Interpretation of results:
Category 4 based on GHS criteria
Conclusions:
The test material was administered to white rabbits by oral gavage for doses at 0.56, 1.0, and 1.25 to 5.0 g/kg bw. Mortality was observed for all animals within the range 1.25 to 5.0 g/kg bw, with two animals surviving at 0.56 and 1.0 g/kg bw. The LD50 is estimated to fall in the range relevant for classification under GHS, as acute Category 4.
Executive summary:

The test material was administered to white rabbits by oral gavage for doses  at 0.56, 1.0, and 1.25 to 5.0 g/kg bw. Mortality was observed for all animals within the range 1.25 to 5.0 g/kg bw. Rapid onset of narcosis, followed by convulsive movements was observed. Widespread vascular damage was observed, with gibrinocellular thrombi in capillaries and venules, and coagulation necrosis in organs (heart, liver, spleen, kidneys).

Endpoint conclusion
Endpoint conclusion:
adverse effect observed
Dose descriptor:
LD50
Value:
400 mg/kg bw
Quality of whole database:
None of the available studies are considered to be reliable individually. However, the effects observed occure at consistent dose levels across four independent studies, including three different species.

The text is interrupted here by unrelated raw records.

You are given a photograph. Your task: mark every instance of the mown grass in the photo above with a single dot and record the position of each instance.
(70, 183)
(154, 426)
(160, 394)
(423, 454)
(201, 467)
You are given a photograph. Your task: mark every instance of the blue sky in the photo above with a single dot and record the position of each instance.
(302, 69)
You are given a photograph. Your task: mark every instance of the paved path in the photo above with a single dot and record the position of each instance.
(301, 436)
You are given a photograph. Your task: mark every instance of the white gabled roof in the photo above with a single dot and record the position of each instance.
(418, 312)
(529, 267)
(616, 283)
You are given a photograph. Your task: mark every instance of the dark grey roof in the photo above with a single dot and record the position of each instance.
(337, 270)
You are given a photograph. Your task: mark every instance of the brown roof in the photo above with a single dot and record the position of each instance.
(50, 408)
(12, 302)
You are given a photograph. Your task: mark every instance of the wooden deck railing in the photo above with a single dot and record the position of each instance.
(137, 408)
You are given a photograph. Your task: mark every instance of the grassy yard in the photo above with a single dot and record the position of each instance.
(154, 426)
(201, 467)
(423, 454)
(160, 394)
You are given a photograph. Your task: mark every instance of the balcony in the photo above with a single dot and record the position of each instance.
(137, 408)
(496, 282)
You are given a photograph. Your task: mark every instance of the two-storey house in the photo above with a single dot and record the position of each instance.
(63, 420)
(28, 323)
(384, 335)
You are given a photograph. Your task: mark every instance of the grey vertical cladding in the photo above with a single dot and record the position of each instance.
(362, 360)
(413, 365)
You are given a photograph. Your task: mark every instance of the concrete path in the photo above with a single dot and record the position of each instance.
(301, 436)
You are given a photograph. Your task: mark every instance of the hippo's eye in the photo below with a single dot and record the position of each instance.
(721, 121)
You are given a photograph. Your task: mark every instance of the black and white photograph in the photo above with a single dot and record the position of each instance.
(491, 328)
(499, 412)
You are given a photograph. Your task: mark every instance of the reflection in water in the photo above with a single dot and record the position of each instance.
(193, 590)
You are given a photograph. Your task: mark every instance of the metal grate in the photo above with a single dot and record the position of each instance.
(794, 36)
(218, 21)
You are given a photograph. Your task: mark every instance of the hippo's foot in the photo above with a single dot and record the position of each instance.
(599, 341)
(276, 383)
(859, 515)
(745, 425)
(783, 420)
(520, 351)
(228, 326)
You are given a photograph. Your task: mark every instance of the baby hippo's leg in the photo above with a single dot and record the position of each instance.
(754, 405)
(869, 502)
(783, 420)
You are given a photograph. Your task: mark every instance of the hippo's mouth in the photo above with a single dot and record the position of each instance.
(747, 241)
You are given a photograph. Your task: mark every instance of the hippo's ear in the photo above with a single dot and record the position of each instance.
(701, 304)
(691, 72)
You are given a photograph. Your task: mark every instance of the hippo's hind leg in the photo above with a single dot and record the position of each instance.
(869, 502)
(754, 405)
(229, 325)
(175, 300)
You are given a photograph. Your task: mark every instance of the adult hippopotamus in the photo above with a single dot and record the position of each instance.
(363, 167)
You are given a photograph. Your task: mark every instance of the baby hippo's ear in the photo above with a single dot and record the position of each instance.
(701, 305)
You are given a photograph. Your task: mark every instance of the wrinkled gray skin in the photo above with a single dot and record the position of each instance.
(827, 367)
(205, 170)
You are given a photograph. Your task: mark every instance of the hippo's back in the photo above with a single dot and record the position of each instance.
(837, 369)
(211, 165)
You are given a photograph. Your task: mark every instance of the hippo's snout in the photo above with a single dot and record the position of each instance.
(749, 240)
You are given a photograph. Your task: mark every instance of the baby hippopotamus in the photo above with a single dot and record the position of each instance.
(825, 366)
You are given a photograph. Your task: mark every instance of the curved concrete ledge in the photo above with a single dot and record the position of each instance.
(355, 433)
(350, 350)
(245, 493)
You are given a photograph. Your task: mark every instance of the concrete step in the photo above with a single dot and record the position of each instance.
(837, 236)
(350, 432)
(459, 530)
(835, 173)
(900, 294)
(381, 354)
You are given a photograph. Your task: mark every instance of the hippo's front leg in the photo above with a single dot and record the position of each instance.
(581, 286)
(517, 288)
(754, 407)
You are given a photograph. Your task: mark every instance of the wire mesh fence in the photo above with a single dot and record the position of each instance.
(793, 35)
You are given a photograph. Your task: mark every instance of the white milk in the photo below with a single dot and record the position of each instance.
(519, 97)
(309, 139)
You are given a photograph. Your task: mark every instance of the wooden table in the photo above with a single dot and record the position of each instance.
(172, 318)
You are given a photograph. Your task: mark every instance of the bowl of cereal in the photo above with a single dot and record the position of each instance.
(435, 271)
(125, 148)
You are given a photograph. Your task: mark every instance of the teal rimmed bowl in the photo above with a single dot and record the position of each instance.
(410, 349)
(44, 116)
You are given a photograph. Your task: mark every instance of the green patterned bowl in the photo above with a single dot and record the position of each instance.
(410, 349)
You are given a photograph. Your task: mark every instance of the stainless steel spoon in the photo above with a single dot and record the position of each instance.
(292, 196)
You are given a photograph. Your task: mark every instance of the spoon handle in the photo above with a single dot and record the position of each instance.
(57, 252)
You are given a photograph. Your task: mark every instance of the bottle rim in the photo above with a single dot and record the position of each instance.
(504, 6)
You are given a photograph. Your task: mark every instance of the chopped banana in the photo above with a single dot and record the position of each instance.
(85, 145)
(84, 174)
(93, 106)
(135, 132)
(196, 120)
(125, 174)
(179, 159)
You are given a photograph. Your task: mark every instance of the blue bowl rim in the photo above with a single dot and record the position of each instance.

Acute toxicity: via inhalation route

Endpoint conclusion
Endpoint conclusion:
no study available

Acute toxicity: via dermal route

Endpoint conclusion
Endpoint conclusion:
no study available

Additional information

Justification for classification or non-classification

From the available existing studies, the lowest reported acute oral toxicity was an LD=400mg/kg bw (Eastman, 1959). As a result, and in accordance with the criteria set out in CLP, Annex I, Part 3, 3.1.2.1, Table 3.1.1, the substance is classified for acute oral toxicity, Category 4 - H302: Harmful if swallowed.